New help for local businesses in Lewisham and Southwark

Lewisham and Southwark Councils have announced the launch of a new advice and support service for small businesses in the boroughs.

The new service is run by Greater London Enterprise and is a shared service for the two south London boroughs located at:

The Lewisham and Southwark Business Advisory Service
GLE one-London
10-12 Queen Elizabeth Street
London, SE1 2JN
Telephone: 0800 032 0946
Email: businessadvice@gle.co.uk
Web: http://www.gle.co.uk/

Many services will be provided free of charge and the GLE is tasked with taking a proactive approach to helping local businesses through the current economic climate.Workshops, seminars and surgeries will be on offer in a range of business-development areas including marketing, cash flow management, procurement readiness and lease advocacy.

In Brockley there are signs of a growing enterprise culture and with new live / work units opening in Martins Yard next year, the creation of a new service is timely.

The move is another example of Lewisham Council seeking to share services to reduce costs, as it has already done with its website and street lighting.

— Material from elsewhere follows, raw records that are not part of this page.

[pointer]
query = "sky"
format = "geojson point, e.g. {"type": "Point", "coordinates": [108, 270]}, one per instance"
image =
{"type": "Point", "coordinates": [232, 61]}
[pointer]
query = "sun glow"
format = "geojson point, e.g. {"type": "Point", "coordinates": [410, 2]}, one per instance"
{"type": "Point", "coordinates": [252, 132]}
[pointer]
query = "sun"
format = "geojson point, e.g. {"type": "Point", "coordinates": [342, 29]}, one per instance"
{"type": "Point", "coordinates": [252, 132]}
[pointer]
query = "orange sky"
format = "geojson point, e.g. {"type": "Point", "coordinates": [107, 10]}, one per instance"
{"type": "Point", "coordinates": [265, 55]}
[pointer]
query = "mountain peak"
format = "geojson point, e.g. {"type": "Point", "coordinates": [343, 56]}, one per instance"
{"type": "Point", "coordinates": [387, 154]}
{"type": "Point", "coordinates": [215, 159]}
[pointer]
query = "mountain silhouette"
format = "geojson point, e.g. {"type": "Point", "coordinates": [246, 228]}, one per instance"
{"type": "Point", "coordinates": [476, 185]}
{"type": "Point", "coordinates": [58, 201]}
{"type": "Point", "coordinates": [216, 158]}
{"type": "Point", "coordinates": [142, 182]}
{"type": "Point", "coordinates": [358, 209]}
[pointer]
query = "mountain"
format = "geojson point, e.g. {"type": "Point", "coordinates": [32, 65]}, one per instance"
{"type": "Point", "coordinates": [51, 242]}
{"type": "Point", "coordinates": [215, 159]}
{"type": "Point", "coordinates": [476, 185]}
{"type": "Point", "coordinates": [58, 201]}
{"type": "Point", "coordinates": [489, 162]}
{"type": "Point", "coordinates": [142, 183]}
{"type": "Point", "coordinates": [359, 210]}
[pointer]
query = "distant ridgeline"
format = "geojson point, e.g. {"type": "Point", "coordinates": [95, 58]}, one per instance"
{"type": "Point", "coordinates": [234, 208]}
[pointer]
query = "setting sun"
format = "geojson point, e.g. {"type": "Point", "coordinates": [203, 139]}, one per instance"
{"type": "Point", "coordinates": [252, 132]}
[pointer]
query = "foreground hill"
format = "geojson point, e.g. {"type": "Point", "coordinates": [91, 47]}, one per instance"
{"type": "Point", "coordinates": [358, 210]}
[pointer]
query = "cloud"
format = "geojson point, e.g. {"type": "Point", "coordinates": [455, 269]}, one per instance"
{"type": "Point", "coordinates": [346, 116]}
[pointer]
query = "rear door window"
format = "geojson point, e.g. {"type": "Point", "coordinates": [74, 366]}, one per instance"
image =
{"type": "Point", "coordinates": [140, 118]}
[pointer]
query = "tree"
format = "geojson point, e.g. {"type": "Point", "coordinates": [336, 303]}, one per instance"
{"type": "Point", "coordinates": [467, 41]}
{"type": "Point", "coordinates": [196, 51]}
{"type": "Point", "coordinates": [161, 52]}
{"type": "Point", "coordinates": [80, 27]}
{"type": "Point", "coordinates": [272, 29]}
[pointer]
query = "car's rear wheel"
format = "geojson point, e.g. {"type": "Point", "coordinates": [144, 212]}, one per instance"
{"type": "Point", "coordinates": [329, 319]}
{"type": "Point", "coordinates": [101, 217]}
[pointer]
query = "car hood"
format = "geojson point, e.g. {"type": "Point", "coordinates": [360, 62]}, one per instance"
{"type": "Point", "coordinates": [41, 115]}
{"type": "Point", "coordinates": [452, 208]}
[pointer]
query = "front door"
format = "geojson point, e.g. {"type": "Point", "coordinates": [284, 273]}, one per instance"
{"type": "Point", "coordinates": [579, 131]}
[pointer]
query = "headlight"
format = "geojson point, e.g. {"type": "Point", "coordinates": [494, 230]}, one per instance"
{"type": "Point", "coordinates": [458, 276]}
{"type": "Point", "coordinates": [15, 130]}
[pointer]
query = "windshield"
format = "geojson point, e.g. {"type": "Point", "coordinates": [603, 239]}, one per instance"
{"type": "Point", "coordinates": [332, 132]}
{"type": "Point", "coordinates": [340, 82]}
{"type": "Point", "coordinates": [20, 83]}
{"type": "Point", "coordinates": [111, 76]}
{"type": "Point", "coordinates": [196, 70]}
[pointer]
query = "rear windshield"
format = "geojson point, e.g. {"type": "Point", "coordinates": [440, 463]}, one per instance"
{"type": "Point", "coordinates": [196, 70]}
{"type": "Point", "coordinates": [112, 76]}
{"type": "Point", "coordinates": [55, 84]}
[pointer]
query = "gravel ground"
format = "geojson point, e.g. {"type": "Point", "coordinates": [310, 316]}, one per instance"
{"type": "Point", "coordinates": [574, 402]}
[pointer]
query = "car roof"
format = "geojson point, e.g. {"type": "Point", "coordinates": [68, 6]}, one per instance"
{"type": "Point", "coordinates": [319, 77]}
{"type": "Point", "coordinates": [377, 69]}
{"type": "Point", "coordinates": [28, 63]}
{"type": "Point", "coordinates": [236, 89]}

In this case, while the move means that small businesses will have to travel outside the borough to visit their offices, the benefits of pooled resources and expertise should outweigh the inconvenience. The quality of advice offered to start-ups in Lewisham has been criticised in the past by the Brockley business community.

Cllr Vicky Foxcroft says:

"Extra support for local business is vital in the current economic climate. We don't want our area to only have big corporations who are well placed to survive the economic crisis. 

"Most people in the area love the fact we have so many independent bars, restaurants and shops in the area. It is only right that the council provides them with extra support and advice." 

6 comments:

Sue said...

Lewisham already had a business advisory service and has had for a number of years. This sounds like a merger and relocation to save resources, rather than a new initiative. Not necessarily a bad thing, but the press release I assume this is based on sounds a bit misleading/overspun to me.

Brockley Nick said...

@Sue

"Lewisham already had a business advisory service and has had for a number of years. This sounds like a merger and relocation to save resources, rather than a new initiative."

That's exactly what I said isn't it? This is a new (and hopefully better) version and a cost-saving measure, which is also welcome.

MalB said...

"Extra support for local business is vital in the current economic climate. We don't want our area to only have big corporations who are well placed to survive the economic crisis."

Except that Lewisham's Core Strategy Development Plan has very little in it about promoting new business: it seems to be driven by the idea that creating yet more and more small housing units will somehow make Lewisham prosperous.
More live-work units, more smaller office units and business parks and more attractive housing would all help.

As for referencing big corporations, I believe the biggest employer in the borough is the Council itself. Second largest is probably Goldsmiths. Any big corporation installing itself in the borough would be a real plus and would hardly be detrimental to small businesses.

Brockley Nick said...

To be fair, she was talking about high street chains, rather than corporate offices, etc.

Anonymous said...

The big employers are all public sector. The private sector is all about retail, especially supermarkets and big chains.

Seems to me the best business advice in Lewisham is to look for property to turn into small flats for city workers.

The economy of Lewisham is all about corporations, public and private.

It is not an environment that helps small growing businesses.

For any small startup company it is better to look outside the borough for a place to work.

MalB said...

"Seems to me the best business advice in Lewisham is to look for property to turn into small flats for city workers."

That seems to me to be worst possible advice. You finish up with a dormitory borough with no sense of community. People move out to somewhere like Bromley or further afield the moment they want to have a family because there is little or no suitable accommodation. Just at the time when they could be expected to become higher spenders.

Dormitory boroughs also add to the problems of commuting and transport infrastructure investment.

If you want to create a sustainable environment, that is not the way to go.

As for small start-up businesses looking outside the borough: that has been true because Lewisham has not been friendly to them. However it does not need to be true. There are other inner London boroughs which manage: Brockley/Deptford, despite everything, are becoming quite a hotbed of artistic start-ups.

And as for "the economy of Lewisham is all about corporations, public and private" there are very few publc corporations making their presence felt in Lewisham - just try naming a few! A few more of those as well would be helpful.